Lady McSmug has a new smug car, to add to her other two cars.

I've just had to sell mine as I can no longer afford petrol.

She's ever so cheerful about that. I am saving the full story of our financial woes for a day where she seems a bit down, it will cheer her right up.
This weekend I am going to Birmingham with my freind Becky, and I intend to get totoally and utterly shitfaced and laugh until I feel like puking.

Isle of White Festival - PAUL MCCARTNEY


Phew, had to get that one out. Camping sucks. I hate it. I have never understood people who choose to go camping to some shitty campsite for two weeks as a family summer holiday, now I just think they are barking mad.

The festival was good. Although, thank fuck we had the car with us so we could head off to Tesco for a clean loo and a wash in the mornings. We saw a hell of a lot of the Isle of White while we were there, to kill the hours between getting up and the music staring. We re-christened it the 'Isle of Shite' though, it's pretty enough, but deathly dull. If you lived in a city, you'd think it was wonderful, but it's pretty much the same as what I see out of my bedroom window every morning, fields, small villages and a few beaches. It made me feel a little better about living in the hell hole that is Suffolk actually, because at least I don't have to get on a ferry to get away from the place.

Anyway, OMG PAUL MCCARTNEY. My sole reason for going, the reason why I put myself through four sleepless, freezing cold nights of torture. He was amazing. I love him so much. We got really close to the front, Buddy was overjoyed. Can you believe that some people were leaving to go off and see fucking James?!!! Insane little twats. And do not get me started on all the fuckiwits shouting 'oh my god, hes doing a Guns n Roses cover' when he sang 'Live and Let Die'. Some people have no clue.

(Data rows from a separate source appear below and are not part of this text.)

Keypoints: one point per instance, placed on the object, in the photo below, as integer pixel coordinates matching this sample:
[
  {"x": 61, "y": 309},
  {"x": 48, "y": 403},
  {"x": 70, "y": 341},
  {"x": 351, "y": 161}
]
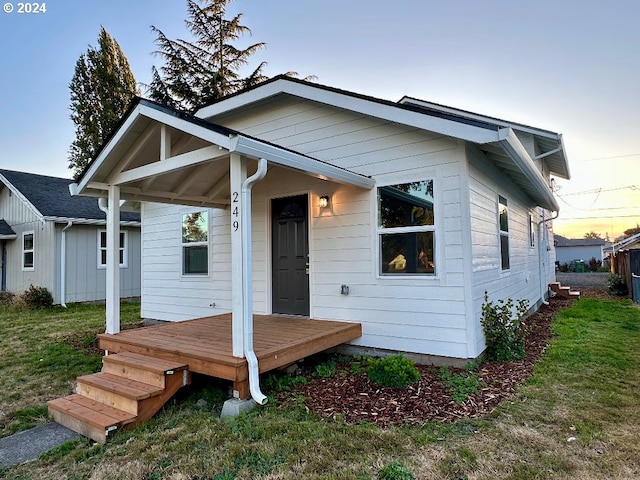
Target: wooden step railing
[{"x": 130, "y": 389}]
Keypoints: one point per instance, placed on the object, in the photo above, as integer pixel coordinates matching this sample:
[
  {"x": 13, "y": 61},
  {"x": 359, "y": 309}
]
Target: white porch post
[
  {"x": 237, "y": 174},
  {"x": 113, "y": 260}
]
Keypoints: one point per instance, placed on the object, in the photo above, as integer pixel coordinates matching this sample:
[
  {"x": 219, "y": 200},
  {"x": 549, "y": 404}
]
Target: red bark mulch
[{"x": 354, "y": 398}]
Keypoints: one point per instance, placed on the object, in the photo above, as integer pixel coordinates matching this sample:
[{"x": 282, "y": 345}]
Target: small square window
[{"x": 195, "y": 243}]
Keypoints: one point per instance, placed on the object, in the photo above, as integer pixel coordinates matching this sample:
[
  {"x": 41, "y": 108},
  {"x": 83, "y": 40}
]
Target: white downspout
[
  {"x": 540, "y": 253},
  {"x": 63, "y": 264},
  {"x": 247, "y": 277}
]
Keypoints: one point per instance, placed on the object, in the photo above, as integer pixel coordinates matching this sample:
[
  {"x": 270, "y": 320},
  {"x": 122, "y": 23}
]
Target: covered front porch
[{"x": 204, "y": 344}]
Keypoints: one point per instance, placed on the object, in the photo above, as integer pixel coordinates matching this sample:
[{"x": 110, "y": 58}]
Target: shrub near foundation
[
  {"x": 36, "y": 297},
  {"x": 504, "y": 328},
  {"x": 395, "y": 371}
]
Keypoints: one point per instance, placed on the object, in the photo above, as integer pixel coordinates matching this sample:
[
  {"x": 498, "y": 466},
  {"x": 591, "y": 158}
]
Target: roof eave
[{"x": 516, "y": 151}]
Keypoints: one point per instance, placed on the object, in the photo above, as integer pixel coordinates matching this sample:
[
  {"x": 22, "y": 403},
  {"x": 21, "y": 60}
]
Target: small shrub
[
  {"x": 460, "y": 385},
  {"x": 617, "y": 284},
  {"x": 504, "y": 328},
  {"x": 395, "y": 471},
  {"x": 594, "y": 264},
  {"x": 37, "y": 297},
  {"x": 6, "y": 298},
  {"x": 395, "y": 371}
]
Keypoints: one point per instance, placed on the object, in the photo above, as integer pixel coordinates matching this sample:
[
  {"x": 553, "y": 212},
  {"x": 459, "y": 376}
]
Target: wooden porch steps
[
  {"x": 564, "y": 291},
  {"x": 130, "y": 389}
]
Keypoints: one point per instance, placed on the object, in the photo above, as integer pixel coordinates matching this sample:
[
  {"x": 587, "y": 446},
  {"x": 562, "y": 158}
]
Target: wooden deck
[{"x": 204, "y": 344}]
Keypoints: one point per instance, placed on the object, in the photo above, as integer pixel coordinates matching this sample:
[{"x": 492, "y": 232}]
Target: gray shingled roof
[
  {"x": 51, "y": 197},
  {"x": 5, "y": 229}
]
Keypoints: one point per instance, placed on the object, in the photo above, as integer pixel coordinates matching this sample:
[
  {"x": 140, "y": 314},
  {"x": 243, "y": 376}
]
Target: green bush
[
  {"x": 504, "y": 328},
  {"x": 395, "y": 371},
  {"x": 395, "y": 471},
  {"x": 36, "y": 298},
  {"x": 617, "y": 284}
]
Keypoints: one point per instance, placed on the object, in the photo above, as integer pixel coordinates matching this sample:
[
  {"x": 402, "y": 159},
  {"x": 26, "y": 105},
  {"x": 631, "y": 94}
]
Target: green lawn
[{"x": 578, "y": 416}]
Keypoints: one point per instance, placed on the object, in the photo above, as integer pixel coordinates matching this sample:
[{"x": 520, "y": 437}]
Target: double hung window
[{"x": 406, "y": 229}]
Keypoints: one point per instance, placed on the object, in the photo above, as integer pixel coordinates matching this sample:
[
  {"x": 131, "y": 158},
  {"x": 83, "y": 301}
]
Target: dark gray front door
[{"x": 290, "y": 253}]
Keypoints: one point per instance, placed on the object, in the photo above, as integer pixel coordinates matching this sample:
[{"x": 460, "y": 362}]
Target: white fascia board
[
  {"x": 104, "y": 153},
  {"x": 516, "y": 151},
  {"x": 185, "y": 126},
  {"x": 90, "y": 221},
  {"x": 205, "y": 154},
  {"x": 383, "y": 111},
  {"x": 482, "y": 118},
  {"x": 18, "y": 194},
  {"x": 285, "y": 158}
]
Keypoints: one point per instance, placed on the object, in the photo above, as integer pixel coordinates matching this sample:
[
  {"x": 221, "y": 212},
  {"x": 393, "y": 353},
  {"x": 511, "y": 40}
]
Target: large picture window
[
  {"x": 102, "y": 249},
  {"x": 406, "y": 229},
  {"x": 28, "y": 251},
  {"x": 503, "y": 220},
  {"x": 195, "y": 243}
]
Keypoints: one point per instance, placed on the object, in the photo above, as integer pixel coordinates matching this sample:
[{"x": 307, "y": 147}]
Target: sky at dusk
[{"x": 568, "y": 66}]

Look at some pics of my husband to be. Did I mention that I love him?

May. 31st, 2010

I always dreamed of living in a big old house in the country, with a rambling layout, looking out over fields.

Be really careful what you wish for.

We spend at least two hours a day scubbing the big old rambling house of our nightmares and the old wooden windows have rotted so much that we can't open then anymore incase they crumble and the glass falls out.

I want to live in a little new build that doesn't attract dust like a magnet.